Updated: Sunday, February 14, 2010

In this crippling economy, there are still some career paths with promise. Thanks to Career Fair, Miami University students have the opportunity to stop by the booth of their dream job/internship and stare at the display until the company's representative kills that dream with a simple, "We're not hiring right now, it's a recession. Try again next year."

What's a Miami student to do?

Lower your standards, that's what!

Jobs typically thought to be unappealing have more openings now than ever. That means opportunity. Just think of the places you'll go and get mugged, the people you'll meet and wish you hadn't and all the money you won't make in the following jobs!

1. Gypsy: Your tears become invaluable and what you thought was a funeral shroud is now your wardrobe! Carry around a fake baby and learn some gypsy lullabies in gypsy-language, whatever it is, and you'll be golden: A future employer cannot say no to such an authentic gypsy! Make sure to forego bathing and, if you really want to climb that career ladder, get rid of your razors and toothbrush.

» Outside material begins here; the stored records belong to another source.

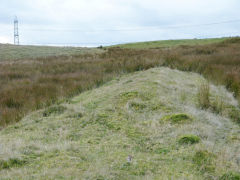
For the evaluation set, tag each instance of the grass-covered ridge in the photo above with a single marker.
(93, 134)
(171, 43)
(29, 84)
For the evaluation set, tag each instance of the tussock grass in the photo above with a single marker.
(97, 132)
(204, 96)
(34, 82)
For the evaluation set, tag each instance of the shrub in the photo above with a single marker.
(189, 139)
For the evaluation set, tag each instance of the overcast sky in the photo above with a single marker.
(95, 22)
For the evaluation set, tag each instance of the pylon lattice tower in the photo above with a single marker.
(16, 34)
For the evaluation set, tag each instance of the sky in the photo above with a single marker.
(105, 22)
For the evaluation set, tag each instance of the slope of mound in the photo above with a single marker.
(145, 125)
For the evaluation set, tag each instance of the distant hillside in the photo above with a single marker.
(146, 125)
(12, 52)
(171, 43)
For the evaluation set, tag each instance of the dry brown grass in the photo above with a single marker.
(30, 84)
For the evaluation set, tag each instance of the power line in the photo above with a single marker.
(134, 29)
(16, 35)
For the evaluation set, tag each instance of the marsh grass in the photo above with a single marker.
(203, 96)
(32, 83)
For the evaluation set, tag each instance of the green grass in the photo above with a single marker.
(12, 52)
(189, 139)
(96, 131)
(171, 43)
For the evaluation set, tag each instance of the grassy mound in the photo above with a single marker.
(115, 132)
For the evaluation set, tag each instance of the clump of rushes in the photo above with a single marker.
(189, 139)
(204, 95)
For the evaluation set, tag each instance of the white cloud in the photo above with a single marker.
(4, 40)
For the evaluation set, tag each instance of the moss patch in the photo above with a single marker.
(13, 162)
(54, 110)
(231, 176)
(137, 106)
(129, 95)
(177, 118)
(189, 139)
(204, 161)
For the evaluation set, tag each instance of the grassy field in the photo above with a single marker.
(30, 84)
(153, 117)
(171, 43)
(11, 52)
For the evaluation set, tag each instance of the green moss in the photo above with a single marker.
(76, 115)
(137, 106)
(230, 176)
(177, 118)
(189, 139)
(13, 162)
(129, 95)
(54, 110)
(204, 161)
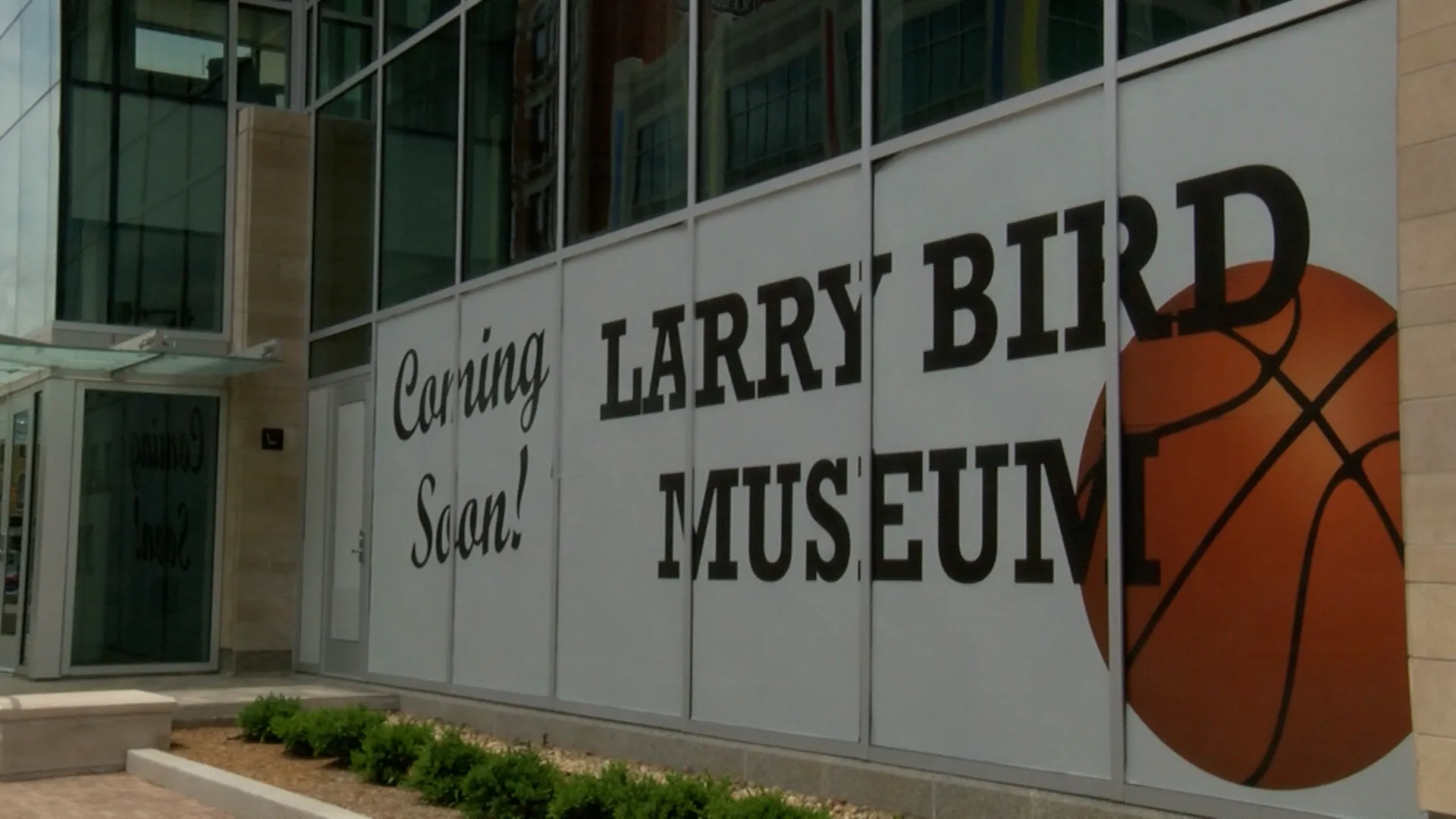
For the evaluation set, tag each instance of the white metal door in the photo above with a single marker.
(348, 513)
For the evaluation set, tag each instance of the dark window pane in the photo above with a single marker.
(344, 207)
(145, 538)
(264, 44)
(1147, 24)
(344, 352)
(626, 114)
(143, 186)
(421, 123)
(403, 18)
(511, 150)
(346, 46)
(766, 107)
(967, 55)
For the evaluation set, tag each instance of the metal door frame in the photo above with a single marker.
(341, 657)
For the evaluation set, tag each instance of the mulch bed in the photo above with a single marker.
(332, 783)
(324, 780)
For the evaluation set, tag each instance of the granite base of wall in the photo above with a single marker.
(254, 662)
(884, 787)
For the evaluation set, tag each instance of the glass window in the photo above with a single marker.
(346, 41)
(511, 96)
(264, 44)
(943, 58)
(343, 352)
(146, 529)
(403, 18)
(1147, 24)
(421, 124)
(143, 197)
(344, 207)
(9, 77)
(775, 91)
(626, 143)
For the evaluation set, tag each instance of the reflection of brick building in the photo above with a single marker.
(620, 42)
(533, 131)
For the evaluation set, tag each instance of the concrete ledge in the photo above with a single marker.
(884, 787)
(239, 796)
(220, 706)
(85, 732)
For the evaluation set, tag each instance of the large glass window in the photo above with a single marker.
(264, 49)
(421, 124)
(1147, 24)
(938, 58)
(405, 18)
(344, 207)
(626, 143)
(777, 93)
(346, 33)
(143, 190)
(511, 152)
(146, 529)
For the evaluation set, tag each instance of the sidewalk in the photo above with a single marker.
(108, 796)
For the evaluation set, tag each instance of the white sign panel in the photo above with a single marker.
(507, 493)
(781, 458)
(620, 630)
(414, 490)
(989, 354)
(1266, 626)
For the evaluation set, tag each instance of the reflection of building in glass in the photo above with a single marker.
(946, 57)
(1153, 22)
(780, 89)
(626, 112)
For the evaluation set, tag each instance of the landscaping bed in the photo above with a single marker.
(388, 765)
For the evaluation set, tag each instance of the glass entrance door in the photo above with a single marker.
(15, 537)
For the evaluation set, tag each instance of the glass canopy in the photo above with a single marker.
(147, 354)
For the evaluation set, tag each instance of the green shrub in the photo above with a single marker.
(517, 784)
(389, 751)
(337, 733)
(294, 732)
(680, 798)
(256, 717)
(441, 768)
(764, 806)
(606, 796)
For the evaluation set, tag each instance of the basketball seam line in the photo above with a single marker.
(1285, 442)
(1343, 474)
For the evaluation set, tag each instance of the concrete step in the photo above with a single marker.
(220, 706)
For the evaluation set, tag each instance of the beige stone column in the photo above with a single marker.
(264, 488)
(1427, 257)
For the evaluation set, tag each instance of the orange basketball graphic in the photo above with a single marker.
(1263, 553)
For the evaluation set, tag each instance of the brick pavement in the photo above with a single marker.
(108, 796)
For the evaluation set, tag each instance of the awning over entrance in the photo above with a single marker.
(147, 354)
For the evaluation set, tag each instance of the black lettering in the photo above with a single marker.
(758, 482)
(1212, 311)
(883, 515)
(948, 299)
(617, 407)
(1031, 237)
(667, 360)
(829, 518)
(1078, 531)
(780, 335)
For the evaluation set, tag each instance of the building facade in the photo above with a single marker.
(746, 368)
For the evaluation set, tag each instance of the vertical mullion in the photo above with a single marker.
(560, 226)
(867, 186)
(1112, 407)
(691, 507)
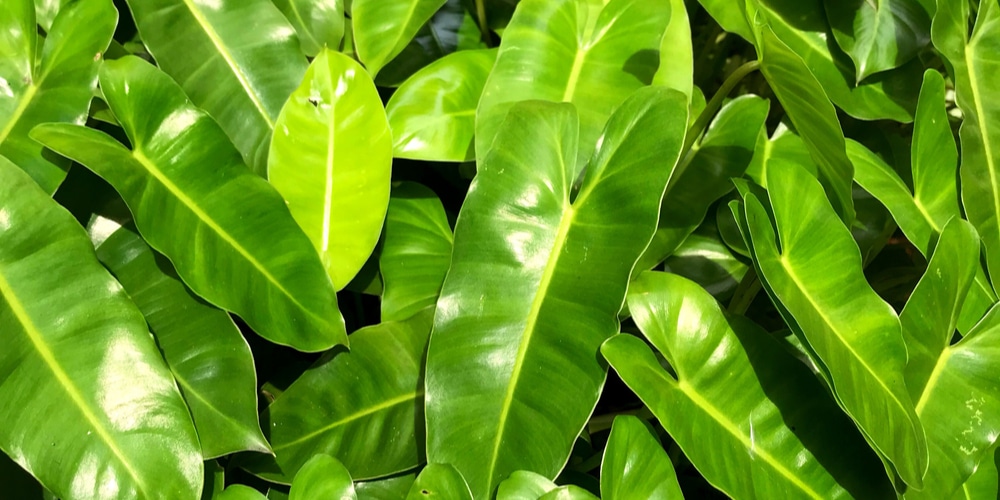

2. Anything in Detroit: The fastest growing job market in America's finest town is unemployment, so you might want to try that first. Human resources is also a diamond in the rough-est city around, because all those laid-off workers will need someone to line up severance packages. Since the metal scrap yards are quickly filling with Detroit's car industry failures (18-wheel minivans did not fly with investors), positions as junkyard security guards are opening up by the ones. So get out to Detroit and be a part of America's downfall. Here's a tip: Always wear a bulletproof vest.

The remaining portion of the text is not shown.